In June, home prices were down 5.9 percent from a year ago, according to the Federal Housing Finance Authority.
But the average price was up 0.9 percent month-over-month in June, topping the 0.4 percent gain registered in May.
Prices have now fallen 18.8 percent from the 2007 top. The latest report was the 15th decline in the last 17 quarters. After such a steep and sustained decline, it looks like recent data show that prices have stopped plummeting, and seem to be finding a bottom.
Another disappointing piece of economic news came from the revision to GDP in the second quarter. As a whole, the nation’s economy grew by only 1 percent in the quarter. But digging into the data, we see that this report also held good news for home prices.
The price inflator for residential property was up by 2.1 percent in the quarter, its fourth consecutive quarterly gain.

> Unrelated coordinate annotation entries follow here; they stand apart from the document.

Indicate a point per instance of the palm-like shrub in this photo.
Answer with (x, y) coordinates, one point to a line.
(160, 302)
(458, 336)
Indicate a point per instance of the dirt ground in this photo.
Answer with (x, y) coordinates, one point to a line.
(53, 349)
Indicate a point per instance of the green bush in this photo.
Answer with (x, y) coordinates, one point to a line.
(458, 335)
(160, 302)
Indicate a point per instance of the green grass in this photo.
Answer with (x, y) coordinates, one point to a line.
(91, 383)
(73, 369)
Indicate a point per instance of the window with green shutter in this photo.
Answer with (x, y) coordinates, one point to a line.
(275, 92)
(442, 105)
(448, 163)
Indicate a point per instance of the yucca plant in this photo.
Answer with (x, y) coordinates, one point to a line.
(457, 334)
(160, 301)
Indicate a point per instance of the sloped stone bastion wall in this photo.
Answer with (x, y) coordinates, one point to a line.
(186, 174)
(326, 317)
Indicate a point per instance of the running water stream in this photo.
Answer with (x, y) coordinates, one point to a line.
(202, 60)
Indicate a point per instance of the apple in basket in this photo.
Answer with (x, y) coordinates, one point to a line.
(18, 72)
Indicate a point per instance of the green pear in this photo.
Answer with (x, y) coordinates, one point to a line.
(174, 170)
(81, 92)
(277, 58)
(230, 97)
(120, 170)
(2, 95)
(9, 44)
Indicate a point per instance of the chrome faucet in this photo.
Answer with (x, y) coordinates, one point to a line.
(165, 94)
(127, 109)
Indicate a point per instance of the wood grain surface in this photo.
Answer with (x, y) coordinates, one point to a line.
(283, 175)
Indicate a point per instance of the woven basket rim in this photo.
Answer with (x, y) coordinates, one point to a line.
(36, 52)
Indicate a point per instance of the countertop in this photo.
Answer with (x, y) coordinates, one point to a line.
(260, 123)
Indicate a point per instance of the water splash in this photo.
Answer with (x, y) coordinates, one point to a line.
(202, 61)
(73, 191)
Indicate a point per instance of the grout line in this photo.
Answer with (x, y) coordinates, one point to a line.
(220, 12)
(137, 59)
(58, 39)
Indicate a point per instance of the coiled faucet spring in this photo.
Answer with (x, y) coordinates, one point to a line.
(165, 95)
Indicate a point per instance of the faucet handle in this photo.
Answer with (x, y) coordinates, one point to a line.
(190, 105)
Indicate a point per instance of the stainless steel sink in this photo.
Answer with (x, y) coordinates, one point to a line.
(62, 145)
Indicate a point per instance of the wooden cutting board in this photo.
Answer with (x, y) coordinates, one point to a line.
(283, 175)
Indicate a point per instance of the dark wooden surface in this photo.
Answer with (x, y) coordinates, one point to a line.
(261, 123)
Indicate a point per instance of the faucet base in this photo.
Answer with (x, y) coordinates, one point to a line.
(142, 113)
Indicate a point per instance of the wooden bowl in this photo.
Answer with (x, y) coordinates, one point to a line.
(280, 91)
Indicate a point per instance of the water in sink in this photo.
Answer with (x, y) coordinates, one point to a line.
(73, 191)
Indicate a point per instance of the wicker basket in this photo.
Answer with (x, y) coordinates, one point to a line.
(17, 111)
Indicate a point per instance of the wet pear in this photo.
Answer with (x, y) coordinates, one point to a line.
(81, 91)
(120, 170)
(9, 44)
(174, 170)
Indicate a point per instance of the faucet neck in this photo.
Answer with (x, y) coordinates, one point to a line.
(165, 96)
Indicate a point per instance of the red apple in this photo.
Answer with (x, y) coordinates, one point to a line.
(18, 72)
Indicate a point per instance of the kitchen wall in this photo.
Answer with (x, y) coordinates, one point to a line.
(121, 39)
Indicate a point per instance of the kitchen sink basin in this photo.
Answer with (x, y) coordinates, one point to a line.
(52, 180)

A large number of homes in the foreclosure process will continue to be a drag on prices. That means home prices aren’t likely to shoot higher from current levels.
But they also seem unlikely to fall much lower. A bottom could take time to form, but the worst of this four-year bear market seems to be behind us.
Prices now sit where they were in 2004. This is the level where the bubble took hold and double digit gains became normal in housing markets. From the perspective of a technical analyst, having completely retraced the bubble, prices should be at a bottom.